The Xbox 360 version of Diablo III
can be played offline.
I don’t usually begin reviews, relaying such basic information. But in this case, it feels like an essential report.Blizzard Entertainment
wisely shook off the yoke of always-online requirements. Probably because they have ears... It’s a simple modification. And means Diablo III’s console launch already trumps its PC counterpart.
But console ports of Blizzard titles are cause enough for concern. Despite any next generation notions, Blizzard is a stalwart PC developer. So how does this iconic Loot’N’Boot formula stack up on home consoles?
There’s nothing wrong with the presentation here. The resolution is necessarily cut (1120x584) while frequent tears and jumps mar the bling. But barring the occasional dip, a smooth 60 frames per second is maintained. But see, most 60fps AAA games (Revengeance
, anyone?!) are the very definition of slick.
Diablo III isn’t.
Don't let that pre-rendered opening fool you Enlarge
The isometric style permits forgiving renders of basic character models, blocky environments and bland textures. Admittedly, this pared back aesthetic lets the particle effects and lighting pop, without overtaxing processors when 20+ characters start milling about the shop.
Still, this rudimentary art style is in direct competition with artistic cut-scenes and hilariously detailed CG movies. I’ll freely admit the latter are thinly veiled excuses to showcase a handful of wildly impressive character models. But they unintentionally emphasize just how much wow the main game lacks.
Although, seasoned looters won’t notice. They’ll be too busy getting their clicks (kicks!) out of Diablo’s flagship 4 player co-op to notice!
The joys of Diablo III are simple, yet moreish: Lay waste to hordes of gibbering hellspawn. Try on new booties. And Blizzard understands this formula improves exponentially with extra players. So in addition to a host of helpful NPCs, there is also the option to system link, go public, invite friends, or hand out four 360 controllers for some hectic heresy! The typical downsides to such jolly co-operation apply -anyone can jump past reams of dialogue, skip cut scenes or steal your kills.
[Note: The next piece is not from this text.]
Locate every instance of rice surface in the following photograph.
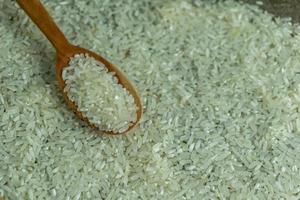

Spending quality time together Enlarge
It’s no great loss to be honest. Character models and animations are positively goofy. The narrative and script are both offensively affected and self-important.
Goofy + Turgid = Naff!
Diablo III is a big fat naff experience. It’s got those massive level caps, increasing difficulty levels, an infinity of loot and even some PVP chucked in for good measure.
Unfortunately, combat is objectively sh*t.
Powers and skills are unlocked with each level climbed, but there is no incentive to experiment, no mechanic to combine, no compelling reason to leave to comfort zone of a long range arcane frost charm. Personally the prospect of spending sixty hours holding down the right trigger doesn’t appeal. But many would argue the devil is in the detail.
Which I kind of assume, in this instance, means the stats...
The Devil himself only knows how big the demand for Blizzard on home consoles will be. But this is a decent port. And it improves upon the failings of the initial release.
But as for Diablo III? This aint groundbreaking stuff. It’s blowing cobwebs from an old trophy cabinet and polishing away the rust with some brasso stuff.